Thursday, July 23, 2015

Tips

[1] Benchmark the performance

proc.time determines how much real and CPU time (in seconds) the currently running R process has already taken.
system.time for timing an R expression.
gc.time for how much of the time was spent in garbage collection.
(https://stat.ethz.ch/R-manual/R-devel/library/base/html/system.time.html)


ptm <- proc.time()
for (i in 1:50) mad(stats::runif(500))
proc.time() - ptm


Rprof()
summaryRprof()



[2] Parallel Processing

I am currently using MALDIquant, analyzing Mass Spectrometry data. This package has a few multi-threaded methods, but only supported on Unix systems.
(https://cran.r-project.org/web/packages/MALDIquant/MALDIquant.pdf)

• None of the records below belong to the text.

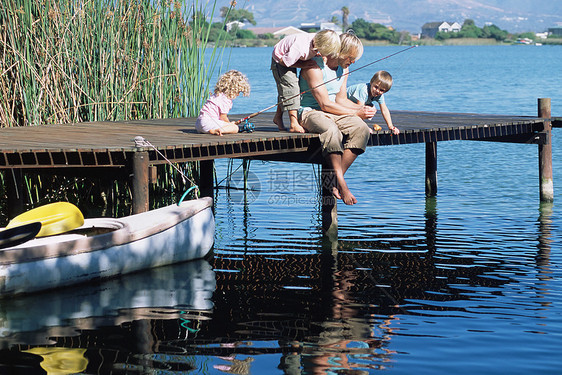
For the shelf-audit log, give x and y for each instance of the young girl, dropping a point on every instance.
(292, 52)
(212, 118)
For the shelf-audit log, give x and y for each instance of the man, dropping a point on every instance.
(326, 110)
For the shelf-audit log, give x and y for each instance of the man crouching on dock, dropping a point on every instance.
(327, 111)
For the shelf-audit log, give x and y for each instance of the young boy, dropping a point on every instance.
(368, 93)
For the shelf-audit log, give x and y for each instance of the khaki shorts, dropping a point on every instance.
(337, 132)
(287, 86)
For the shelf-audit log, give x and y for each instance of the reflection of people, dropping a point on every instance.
(213, 116)
(326, 110)
(292, 52)
(369, 93)
(236, 366)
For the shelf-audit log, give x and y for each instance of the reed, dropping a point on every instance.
(103, 60)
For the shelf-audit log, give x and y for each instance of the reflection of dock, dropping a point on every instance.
(109, 148)
(162, 293)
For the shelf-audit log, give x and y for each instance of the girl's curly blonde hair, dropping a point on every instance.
(232, 84)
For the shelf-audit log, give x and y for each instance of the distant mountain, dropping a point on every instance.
(410, 15)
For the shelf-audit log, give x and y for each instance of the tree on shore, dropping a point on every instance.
(345, 17)
(241, 15)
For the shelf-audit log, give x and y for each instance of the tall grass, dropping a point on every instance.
(102, 60)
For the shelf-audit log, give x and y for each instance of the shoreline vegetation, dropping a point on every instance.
(107, 60)
(383, 43)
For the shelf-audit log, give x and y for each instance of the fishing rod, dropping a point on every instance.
(322, 84)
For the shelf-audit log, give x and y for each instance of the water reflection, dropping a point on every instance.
(34, 319)
(315, 311)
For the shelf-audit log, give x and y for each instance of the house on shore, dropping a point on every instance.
(430, 29)
(318, 26)
(556, 31)
(277, 32)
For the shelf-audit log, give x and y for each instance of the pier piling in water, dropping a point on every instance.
(545, 153)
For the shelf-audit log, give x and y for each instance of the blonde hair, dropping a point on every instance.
(383, 79)
(232, 84)
(327, 43)
(351, 45)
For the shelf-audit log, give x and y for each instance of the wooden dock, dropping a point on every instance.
(99, 146)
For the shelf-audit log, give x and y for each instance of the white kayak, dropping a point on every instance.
(107, 247)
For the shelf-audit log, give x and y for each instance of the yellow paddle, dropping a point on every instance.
(55, 218)
(18, 234)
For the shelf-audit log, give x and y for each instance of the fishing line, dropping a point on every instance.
(322, 84)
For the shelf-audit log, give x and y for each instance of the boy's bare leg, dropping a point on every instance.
(278, 118)
(341, 191)
(348, 158)
(295, 126)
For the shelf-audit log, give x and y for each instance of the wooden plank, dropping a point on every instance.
(102, 144)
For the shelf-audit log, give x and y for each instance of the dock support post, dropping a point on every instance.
(329, 206)
(206, 184)
(13, 180)
(140, 181)
(545, 154)
(431, 169)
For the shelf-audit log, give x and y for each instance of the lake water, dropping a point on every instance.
(466, 282)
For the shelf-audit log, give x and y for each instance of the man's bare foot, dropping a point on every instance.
(336, 192)
(296, 128)
(278, 120)
(348, 198)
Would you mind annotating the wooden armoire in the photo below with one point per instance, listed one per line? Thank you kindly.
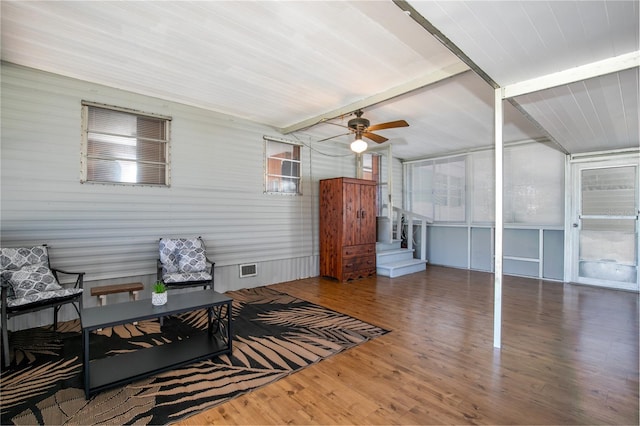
(347, 228)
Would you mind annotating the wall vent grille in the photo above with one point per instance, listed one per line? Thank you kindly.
(248, 270)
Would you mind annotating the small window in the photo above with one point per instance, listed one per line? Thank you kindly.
(124, 146)
(282, 167)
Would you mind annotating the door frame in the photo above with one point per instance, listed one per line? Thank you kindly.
(575, 164)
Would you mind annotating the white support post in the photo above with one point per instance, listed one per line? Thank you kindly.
(423, 240)
(497, 307)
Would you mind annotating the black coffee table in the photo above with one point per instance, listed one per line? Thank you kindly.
(100, 374)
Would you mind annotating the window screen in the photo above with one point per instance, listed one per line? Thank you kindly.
(122, 146)
(282, 167)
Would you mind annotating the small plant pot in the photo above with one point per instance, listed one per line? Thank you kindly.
(158, 299)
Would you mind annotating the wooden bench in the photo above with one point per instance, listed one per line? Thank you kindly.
(102, 291)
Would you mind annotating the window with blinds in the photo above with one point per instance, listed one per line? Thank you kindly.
(124, 146)
(282, 167)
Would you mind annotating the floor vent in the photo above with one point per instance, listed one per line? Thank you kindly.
(248, 270)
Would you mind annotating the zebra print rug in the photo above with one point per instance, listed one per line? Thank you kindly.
(275, 335)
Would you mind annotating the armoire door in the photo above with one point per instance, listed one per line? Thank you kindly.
(360, 214)
(367, 231)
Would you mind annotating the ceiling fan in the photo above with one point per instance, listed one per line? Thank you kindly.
(362, 128)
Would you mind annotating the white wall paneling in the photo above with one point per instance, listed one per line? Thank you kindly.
(111, 231)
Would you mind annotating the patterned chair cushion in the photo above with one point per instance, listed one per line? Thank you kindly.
(182, 255)
(45, 295)
(16, 258)
(179, 277)
(31, 279)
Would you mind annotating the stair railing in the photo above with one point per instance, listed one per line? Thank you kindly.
(405, 217)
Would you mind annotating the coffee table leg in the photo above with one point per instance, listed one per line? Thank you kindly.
(85, 360)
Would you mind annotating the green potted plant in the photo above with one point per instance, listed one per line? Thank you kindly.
(159, 294)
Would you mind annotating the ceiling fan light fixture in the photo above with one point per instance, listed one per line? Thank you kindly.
(359, 146)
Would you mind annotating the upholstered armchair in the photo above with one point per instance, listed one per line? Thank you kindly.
(30, 284)
(183, 263)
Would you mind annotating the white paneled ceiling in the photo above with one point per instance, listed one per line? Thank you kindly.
(292, 64)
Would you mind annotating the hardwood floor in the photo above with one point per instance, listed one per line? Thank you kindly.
(569, 356)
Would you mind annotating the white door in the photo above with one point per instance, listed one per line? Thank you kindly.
(376, 165)
(604, 231)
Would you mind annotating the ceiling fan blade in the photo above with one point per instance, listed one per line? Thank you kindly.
(374, 137)
(389, 125)
(332, 137)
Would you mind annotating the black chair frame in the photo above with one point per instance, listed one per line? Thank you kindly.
(186, 284)
(55, 303)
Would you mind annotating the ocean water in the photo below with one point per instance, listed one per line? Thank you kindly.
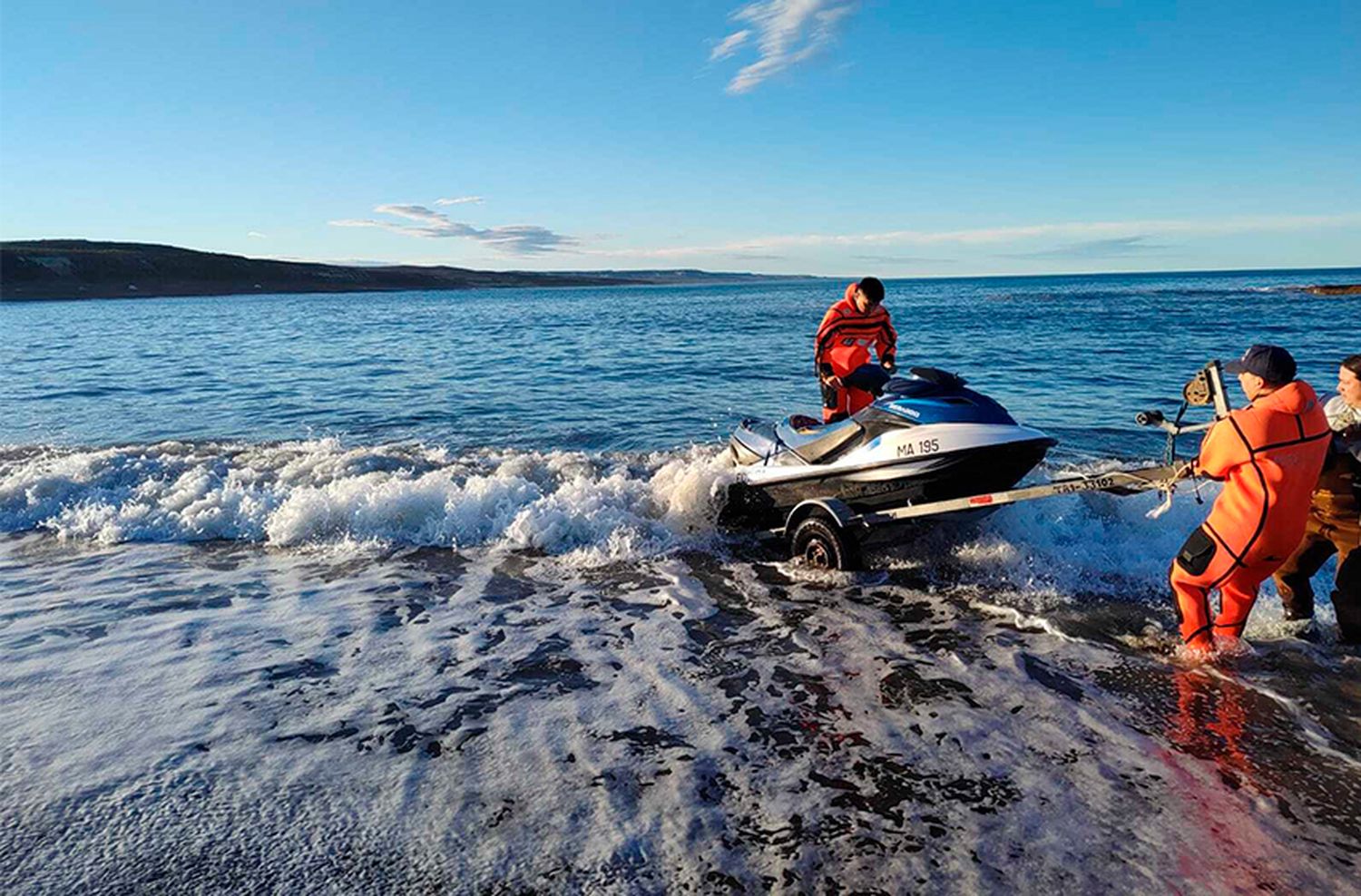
(424, 591)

 MALDIquant offers multi-core support using mclapply and mcmapply.

## load package
library("MALDIquant")
## load example data
data("fiedler2009subset", package="MALDIquant")
## run single-core baseline correction
print(system.time(
b1 <- removeBaseline(fiedler2009subset, method="SNIP")
))

if(.Platform$OS.type == "unix") 
{
## run multi-core baseline correction
print(system.time(
b2 <- removeBaseline(fiedler2009subset, method="SNIP", mc.cores=2)
))
print(all.equal(b1, b2))
}

I use detectPeaks method as an example in MSDA toolbox.

[3] Some observations

Noted that, using  apply() function, such as lapply() , mapply(), doesn't mean your code will run faster.